Inside it, a deadly machine gun, a weapon used at the time but not really common. A kind of superpower, which made history. After the first film in 1966, a plethora of epigones – all called Django, all disconnected from the progenitor – and an official sequel, Django 2 – The Great Return, directed by Nello Rosselli in 1987 with an eye to the emergence of the Stallonian Rambo and his sequel that became Tormantone: Rambo 2 – Revenge.
And now the Sky Original series (with Cattleya, Atlantique and Canal +) which also sees, among others, Noomi Rapace, Vinicio Marchioni and Manuel Agnelli. Comencini begins with a statement in support of "Mahsa Amini - the 22-year-old Kurd who died three days after her arrest for not wearing the veil correctly - and all the girls and boys in Iran who are fighting for freedom".
"This project captured me right away, also thanks to extremely strong female characters – he continues – Django offers a new and interesting point of view on the idea of masculinity in the western genre.

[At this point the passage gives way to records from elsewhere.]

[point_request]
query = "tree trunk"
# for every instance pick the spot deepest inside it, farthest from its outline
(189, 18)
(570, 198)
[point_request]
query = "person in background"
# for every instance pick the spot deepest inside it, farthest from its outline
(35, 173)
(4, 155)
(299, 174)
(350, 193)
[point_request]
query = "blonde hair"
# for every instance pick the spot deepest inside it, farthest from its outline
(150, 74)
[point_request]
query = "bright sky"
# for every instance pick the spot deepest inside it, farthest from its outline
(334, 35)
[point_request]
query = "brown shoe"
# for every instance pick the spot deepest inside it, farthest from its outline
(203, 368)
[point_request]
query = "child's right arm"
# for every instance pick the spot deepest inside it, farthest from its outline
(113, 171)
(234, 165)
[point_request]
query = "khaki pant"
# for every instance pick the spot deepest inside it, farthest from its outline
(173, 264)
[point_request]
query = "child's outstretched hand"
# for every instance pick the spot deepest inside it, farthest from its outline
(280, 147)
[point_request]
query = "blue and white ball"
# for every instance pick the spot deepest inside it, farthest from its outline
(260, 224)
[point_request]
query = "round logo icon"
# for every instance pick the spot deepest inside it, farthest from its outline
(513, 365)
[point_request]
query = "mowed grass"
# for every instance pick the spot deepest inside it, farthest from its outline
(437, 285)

It is a universal story that celebrates diversity and minorities. I'm sure it will intrigue and fascinate viewers all over the world. The westerns I grew up with were a great fairy tale for adults who managed to convey an indomitable spirit of revolt that played a great role in my formation as a rebellious girl. Our western tradition is legendary, we respected it but talking about our time. We used the dream of boundless cinema that is the western to talk about our era, with great protagonism to the female characters, and to tell an anti-hero with intimate crises, linked to an affective sphere. It is a crisis that has to do with the new codes of virility. It is a world that is afraid of diversity. There is a female villain, a woman who becomes the guardian of a patriarchal order. It is about making a captivating work to tell characters that can be contradictory, even in a world that claims to be utopian".
Rapace comments: "They created a new door for me, towards an extremely complex character, we started to dig inside her from the first call, she starts as a bad person, capable of incredible violence and extremism, but gradually you begin to understand why she is made like this".
Screenwriters Maddalena Ravagli and Leonardo Fasoli talk
about the relationship with Tarantino: "We also dealt with Tarantino's
Django, because even that, in a spectacular way, makes a political story. Not a
statement but a reflection that starts from the condition of the black
population after the end of the Civil War and stages characters that reflect
conditions that still exist today. Tarantino is clearly a reference, in an
attempt to try to find keys to talk about problems that we feel even closer,
including a strong contrast between identity and minority cultures and those
who perceive this element as the future, and those who think it is a threat. An
eternal contradiction between openness and closure".